In academic publications, cui bono?
The past week I spent excessively long hours each day working on writing research papers to submit to various deadlines. This cut into my free time enough I didn’t write in this blog, but it resulted in some nice progress and some readable papers. I enjoy the process of participating in academic research and publication.
That said, there is something seriously broken with the academic paper market. While it is nice to have a very well-written and complete paper that many people use, there is a much greater pressure to simply having a lot of papers. There is some quality cut-off, above which papers can be published, and the motivation is to spit out as many papers just over that line as possible. This results in thousands of papers reporting half-finished research with just the slightest new material. In addition, there is a strong push for novelty, which means that there is little benefit in finishing off work already published. There plenty of good papers in the mix, but finding them in the slew of mediocrity can be tedious work.

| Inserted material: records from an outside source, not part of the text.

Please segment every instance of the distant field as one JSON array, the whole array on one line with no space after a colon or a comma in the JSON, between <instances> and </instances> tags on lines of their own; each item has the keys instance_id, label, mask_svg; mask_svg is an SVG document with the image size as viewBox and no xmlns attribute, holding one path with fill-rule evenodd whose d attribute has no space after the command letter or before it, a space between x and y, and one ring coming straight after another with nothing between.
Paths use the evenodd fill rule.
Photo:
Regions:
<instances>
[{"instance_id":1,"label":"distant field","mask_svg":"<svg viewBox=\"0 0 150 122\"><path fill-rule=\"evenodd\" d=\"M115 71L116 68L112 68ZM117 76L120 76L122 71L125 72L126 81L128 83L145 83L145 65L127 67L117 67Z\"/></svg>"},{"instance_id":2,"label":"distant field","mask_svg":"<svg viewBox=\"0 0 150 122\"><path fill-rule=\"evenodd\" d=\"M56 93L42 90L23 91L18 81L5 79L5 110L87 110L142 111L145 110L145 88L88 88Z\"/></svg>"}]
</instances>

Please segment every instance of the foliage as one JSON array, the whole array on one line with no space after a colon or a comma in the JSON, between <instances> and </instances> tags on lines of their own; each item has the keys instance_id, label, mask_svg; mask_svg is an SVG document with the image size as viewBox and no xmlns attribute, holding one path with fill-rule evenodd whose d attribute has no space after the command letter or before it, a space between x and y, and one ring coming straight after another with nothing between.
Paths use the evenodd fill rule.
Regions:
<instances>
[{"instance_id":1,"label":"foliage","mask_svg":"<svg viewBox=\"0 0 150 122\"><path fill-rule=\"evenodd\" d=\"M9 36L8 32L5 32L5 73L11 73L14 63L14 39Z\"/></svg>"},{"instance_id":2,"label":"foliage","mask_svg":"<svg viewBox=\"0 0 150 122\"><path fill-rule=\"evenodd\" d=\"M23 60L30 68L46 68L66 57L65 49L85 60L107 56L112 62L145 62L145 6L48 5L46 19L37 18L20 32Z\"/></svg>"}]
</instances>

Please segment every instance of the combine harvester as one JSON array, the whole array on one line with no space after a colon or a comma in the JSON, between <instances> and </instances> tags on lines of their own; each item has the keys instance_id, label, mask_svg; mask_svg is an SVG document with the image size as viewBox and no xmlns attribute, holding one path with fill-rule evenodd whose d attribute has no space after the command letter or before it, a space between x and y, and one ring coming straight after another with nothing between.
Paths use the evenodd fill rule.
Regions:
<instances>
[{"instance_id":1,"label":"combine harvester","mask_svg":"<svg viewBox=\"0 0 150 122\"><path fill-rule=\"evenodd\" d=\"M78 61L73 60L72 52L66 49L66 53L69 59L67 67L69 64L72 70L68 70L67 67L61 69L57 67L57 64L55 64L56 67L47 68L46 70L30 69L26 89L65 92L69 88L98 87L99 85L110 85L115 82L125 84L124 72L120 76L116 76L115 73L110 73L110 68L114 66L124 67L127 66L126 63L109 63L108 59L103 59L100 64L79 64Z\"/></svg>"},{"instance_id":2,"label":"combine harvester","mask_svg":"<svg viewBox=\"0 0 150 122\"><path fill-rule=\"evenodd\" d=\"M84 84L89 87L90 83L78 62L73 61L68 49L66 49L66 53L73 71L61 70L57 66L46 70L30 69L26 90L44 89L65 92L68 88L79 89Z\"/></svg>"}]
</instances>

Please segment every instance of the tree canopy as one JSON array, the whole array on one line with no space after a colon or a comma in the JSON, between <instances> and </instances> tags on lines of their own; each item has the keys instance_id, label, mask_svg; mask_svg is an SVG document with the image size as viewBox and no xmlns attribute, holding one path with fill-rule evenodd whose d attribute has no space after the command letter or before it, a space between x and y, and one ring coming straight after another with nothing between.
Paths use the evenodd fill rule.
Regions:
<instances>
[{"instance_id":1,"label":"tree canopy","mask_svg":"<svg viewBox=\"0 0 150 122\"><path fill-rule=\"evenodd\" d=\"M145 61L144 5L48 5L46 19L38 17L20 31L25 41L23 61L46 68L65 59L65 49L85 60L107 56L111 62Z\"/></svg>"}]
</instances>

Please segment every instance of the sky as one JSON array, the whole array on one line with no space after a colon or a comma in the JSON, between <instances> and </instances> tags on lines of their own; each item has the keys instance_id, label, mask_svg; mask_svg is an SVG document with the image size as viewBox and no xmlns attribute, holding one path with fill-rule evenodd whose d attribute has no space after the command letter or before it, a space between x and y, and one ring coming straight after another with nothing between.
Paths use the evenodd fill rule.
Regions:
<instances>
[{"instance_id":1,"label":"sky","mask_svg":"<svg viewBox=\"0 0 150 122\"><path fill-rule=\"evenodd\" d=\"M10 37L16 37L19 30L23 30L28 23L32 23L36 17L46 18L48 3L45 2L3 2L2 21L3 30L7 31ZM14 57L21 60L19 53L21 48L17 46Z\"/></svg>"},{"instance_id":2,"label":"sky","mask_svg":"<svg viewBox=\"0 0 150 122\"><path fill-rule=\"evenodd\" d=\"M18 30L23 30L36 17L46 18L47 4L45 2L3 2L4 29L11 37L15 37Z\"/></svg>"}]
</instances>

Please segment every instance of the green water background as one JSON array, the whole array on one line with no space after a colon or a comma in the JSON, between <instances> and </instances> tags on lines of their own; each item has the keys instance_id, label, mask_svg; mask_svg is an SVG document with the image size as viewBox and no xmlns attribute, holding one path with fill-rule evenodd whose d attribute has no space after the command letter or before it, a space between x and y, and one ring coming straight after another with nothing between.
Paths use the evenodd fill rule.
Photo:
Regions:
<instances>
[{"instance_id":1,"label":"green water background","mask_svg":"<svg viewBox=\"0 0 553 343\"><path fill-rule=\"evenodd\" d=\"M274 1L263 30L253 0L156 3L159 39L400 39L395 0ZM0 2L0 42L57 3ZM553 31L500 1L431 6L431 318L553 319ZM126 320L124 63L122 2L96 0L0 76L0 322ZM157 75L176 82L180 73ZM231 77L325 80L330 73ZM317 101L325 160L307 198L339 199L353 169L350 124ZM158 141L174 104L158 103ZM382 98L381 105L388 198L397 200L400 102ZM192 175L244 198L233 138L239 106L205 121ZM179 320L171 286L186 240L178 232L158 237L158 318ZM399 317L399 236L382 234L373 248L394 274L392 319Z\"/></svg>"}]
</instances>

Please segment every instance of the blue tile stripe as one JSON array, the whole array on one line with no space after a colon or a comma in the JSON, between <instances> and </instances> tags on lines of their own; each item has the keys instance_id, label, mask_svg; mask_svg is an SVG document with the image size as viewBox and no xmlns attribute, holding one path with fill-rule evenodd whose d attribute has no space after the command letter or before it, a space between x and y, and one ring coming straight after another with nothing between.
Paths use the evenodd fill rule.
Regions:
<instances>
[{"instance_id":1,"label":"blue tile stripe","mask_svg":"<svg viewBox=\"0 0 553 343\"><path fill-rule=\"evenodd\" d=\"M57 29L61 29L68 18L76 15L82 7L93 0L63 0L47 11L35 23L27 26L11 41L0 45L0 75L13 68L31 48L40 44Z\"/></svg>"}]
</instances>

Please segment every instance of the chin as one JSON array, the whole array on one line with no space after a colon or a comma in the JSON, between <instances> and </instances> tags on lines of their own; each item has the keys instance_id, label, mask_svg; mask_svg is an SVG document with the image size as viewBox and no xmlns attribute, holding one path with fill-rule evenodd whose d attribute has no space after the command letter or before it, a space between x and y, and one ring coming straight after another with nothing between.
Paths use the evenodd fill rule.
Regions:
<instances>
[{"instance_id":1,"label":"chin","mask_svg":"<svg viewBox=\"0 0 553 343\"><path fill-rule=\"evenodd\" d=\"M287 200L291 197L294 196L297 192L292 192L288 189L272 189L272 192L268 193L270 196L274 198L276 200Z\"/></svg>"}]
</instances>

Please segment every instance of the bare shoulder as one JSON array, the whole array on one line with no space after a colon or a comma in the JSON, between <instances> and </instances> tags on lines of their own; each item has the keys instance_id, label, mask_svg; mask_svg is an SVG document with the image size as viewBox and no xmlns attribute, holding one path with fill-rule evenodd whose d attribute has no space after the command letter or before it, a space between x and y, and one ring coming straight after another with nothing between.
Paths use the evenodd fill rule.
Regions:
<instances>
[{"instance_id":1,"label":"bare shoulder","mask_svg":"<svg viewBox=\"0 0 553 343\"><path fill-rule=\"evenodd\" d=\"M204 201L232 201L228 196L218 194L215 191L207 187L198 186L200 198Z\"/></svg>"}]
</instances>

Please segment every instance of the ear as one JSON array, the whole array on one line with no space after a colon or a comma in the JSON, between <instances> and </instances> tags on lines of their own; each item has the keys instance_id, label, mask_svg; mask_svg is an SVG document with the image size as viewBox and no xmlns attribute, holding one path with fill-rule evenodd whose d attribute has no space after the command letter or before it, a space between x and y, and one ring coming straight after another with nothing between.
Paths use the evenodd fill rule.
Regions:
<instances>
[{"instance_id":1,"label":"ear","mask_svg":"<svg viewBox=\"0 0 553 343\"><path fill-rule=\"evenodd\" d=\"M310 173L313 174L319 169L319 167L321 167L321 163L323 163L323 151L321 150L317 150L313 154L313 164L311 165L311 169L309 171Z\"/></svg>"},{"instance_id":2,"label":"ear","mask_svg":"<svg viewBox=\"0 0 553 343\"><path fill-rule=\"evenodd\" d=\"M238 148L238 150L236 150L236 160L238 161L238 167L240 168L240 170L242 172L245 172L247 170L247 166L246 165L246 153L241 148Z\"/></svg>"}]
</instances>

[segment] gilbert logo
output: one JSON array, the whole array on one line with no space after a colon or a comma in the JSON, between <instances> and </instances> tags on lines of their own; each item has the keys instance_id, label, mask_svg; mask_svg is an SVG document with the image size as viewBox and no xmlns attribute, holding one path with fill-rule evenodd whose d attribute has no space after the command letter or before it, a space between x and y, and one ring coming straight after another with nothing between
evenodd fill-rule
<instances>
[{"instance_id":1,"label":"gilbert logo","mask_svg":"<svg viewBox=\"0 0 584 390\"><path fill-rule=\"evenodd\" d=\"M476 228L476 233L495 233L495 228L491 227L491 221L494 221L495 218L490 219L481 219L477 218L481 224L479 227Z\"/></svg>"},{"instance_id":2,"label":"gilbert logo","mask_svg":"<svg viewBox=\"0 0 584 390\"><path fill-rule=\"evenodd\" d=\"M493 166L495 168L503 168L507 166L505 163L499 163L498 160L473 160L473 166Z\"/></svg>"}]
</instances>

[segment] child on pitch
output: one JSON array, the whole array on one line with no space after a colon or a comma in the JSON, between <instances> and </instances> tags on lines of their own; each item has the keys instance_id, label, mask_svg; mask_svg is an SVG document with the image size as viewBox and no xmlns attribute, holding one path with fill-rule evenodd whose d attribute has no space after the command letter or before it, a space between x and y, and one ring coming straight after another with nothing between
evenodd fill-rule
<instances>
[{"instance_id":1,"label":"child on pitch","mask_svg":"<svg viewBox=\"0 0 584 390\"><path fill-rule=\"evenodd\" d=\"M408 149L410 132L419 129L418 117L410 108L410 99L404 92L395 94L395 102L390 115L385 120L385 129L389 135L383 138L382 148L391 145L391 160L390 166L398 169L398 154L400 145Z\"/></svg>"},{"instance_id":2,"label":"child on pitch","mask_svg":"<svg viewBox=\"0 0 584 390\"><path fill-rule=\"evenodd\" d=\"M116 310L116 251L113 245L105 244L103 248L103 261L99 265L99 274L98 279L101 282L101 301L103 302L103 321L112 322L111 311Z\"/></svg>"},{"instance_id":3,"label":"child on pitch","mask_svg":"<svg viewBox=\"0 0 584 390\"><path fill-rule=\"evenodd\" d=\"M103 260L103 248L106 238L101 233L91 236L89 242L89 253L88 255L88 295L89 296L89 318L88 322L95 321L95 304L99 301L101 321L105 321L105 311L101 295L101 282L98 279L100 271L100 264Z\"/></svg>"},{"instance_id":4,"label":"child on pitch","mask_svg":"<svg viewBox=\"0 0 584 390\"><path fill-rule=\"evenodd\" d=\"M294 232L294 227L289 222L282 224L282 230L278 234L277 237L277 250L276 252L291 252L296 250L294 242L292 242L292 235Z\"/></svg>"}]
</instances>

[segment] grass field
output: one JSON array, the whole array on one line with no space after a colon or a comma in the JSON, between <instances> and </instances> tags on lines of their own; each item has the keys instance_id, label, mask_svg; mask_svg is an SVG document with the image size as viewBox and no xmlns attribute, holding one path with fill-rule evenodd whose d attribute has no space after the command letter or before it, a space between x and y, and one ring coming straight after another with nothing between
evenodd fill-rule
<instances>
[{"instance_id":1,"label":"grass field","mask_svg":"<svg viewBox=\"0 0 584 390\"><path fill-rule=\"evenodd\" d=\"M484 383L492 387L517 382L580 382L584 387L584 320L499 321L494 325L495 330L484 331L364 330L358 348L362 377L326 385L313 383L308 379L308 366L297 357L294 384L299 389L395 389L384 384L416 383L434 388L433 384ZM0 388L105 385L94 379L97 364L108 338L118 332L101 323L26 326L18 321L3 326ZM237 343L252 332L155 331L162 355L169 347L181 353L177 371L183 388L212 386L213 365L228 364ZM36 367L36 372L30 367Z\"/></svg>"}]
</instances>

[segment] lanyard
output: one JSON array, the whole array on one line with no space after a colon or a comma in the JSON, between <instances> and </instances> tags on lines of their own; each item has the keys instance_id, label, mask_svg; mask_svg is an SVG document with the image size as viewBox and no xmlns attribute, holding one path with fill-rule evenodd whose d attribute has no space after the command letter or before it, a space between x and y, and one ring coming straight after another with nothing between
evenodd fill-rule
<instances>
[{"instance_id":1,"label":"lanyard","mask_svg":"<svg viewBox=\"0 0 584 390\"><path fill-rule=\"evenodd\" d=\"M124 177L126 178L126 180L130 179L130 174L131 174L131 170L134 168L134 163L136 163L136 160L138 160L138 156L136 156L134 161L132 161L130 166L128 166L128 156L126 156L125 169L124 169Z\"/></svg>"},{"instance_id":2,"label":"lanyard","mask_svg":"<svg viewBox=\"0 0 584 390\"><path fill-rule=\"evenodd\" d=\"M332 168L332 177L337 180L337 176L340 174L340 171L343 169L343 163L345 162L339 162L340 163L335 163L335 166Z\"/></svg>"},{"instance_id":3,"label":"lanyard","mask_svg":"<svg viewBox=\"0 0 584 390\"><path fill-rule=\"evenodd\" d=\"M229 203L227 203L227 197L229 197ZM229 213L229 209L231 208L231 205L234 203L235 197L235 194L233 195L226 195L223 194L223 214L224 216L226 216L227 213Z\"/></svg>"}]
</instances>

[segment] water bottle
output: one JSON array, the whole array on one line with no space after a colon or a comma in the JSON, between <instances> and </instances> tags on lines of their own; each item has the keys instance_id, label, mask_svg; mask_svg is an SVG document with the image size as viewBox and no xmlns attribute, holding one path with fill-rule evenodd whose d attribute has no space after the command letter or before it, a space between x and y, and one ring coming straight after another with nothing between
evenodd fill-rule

Other problems arise as well. Publishers have carved themselves a remarkable racket, having researchers review papers for free and then charging school libraries and private researchers exorbitant fees for access to the papers so reviewed. Open access journals try to compete, but they pass the cost on to the researcher instead of the school library and they don’t have the creditability of the established journals. It’s a vicious cycle: as a researcher, I want the best-respected venue I can find for my papers, but venues are respected because good researchers publish in them. The business practices and honesty of the journal doesn’t enter into the equation.
On top of all that, papers are treated as static entities. There is no way to fix a typo or add related works you overlooked post-publication. The copyrights are owned by publishing houses, most of whom refuse to allow customized cross-linking or other helpful indexing practices. Peer review is a single-moment event; if a paper happens to get reviewers that don’t really know enough to find its flaws, there is no way to have it later discredited. In each field I have encountered, there are researchers and papers that the community generally agrees are discredited, but there is no way someone outside would know.
It could be argued that all of these considerations are side effects of the structure of the research publication environment, and thus could be resolved structurally. But there is one element I do not know can be solved. To accuse someone of dishonest work is a dangerous thing, for such accusations are expensive to verify and, if incorrect, both vilify the false accuser and injure the falsely accused. But without such accusations, dishonest work unfortunately flourishes.
Still, on the whole, all of the nonsense and problems aside, the publication world basically works. A few publishing houses get rich off of stealing from government grants and student tuition, a few immoral researchers gain credit for work they imagined rather than performed, and the gems of original thought are surrounded by vast heaps of detritus; yet novel ideas are discovered, presented to the community, and used to advance general understanding and further our ability to understand and influence the world.
It is hard to abandon a system that functions, even if it is significantly broken.